The origins of Florence, like many great Italian cities stems back to the Roman era, as a settlement for Caesar’s Colonies. For the sake of defence, the city was set and the meeting point of 2 streams, the Arno and The Mugnone, where the oldest locations had previously been located. The invasion of the Barbarians decreased the importance of Florence as a stronghold for the Romans, however in 405, the city managed to halt the hordes of Radagaisus, but succumbed to the Gotho-Byzantine war.

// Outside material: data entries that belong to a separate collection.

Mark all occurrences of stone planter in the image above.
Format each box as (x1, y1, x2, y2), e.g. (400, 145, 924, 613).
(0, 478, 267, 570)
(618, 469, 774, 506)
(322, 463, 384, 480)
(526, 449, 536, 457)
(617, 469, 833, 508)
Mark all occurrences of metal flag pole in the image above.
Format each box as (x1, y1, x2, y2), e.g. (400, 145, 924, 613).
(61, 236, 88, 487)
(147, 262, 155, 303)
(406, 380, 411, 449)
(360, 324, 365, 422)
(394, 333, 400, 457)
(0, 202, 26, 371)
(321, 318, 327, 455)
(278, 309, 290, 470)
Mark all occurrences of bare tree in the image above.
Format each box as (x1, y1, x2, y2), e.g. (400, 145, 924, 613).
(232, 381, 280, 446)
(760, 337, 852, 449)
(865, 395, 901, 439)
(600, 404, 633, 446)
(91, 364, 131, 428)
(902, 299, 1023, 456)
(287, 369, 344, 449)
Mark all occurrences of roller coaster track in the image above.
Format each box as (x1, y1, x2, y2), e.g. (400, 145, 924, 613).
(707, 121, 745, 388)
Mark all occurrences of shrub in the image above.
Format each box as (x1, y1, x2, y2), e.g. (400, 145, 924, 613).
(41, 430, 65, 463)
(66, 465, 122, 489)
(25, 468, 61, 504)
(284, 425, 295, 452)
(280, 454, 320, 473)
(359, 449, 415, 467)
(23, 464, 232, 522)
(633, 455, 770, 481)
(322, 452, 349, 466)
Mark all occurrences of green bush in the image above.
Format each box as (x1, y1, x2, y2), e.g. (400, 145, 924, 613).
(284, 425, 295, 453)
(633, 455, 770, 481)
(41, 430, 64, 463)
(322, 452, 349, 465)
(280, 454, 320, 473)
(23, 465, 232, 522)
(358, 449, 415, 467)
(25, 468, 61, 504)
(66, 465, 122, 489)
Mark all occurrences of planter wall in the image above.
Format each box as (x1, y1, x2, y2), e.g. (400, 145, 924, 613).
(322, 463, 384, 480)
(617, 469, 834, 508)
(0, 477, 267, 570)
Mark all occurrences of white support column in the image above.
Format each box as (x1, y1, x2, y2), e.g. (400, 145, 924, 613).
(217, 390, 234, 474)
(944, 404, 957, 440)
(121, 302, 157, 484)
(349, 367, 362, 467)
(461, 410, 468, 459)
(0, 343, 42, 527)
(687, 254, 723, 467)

This lead to a feudal system being implemented in the 8th Century, and the city grew on this, where in the 11th century it became more important in the region of Tuscany because of the cities involvement in the reform of the church. During this period between the 13th and 14th centuries, the lower and middle classes were accentuated, while the wealthy merchants had a stronger grip on the power within the city. Towards the end of the 14th Century, the lower class managed to broadened the base of democracy.
In 1859, Tuscany became part of Unified Italy and Florence was the capital city of Italy for 5 years between 1865 to 1870, after the Second Italian War of Independence. The historical part of Florence underwent extensive reconstruction and renovation, which unfortunately completely destroyed the Old Market and the Jewish Quarter, which is located near to the present day Piazza della Republica. This square can be seen to represent the urban stratification which the city suffered during the 19th Century. This lead to an anonymous geometrical layout of the buildings. Fortunately though, some monuments have been left intact and we can still see them today, except with no connection to the buildings around them.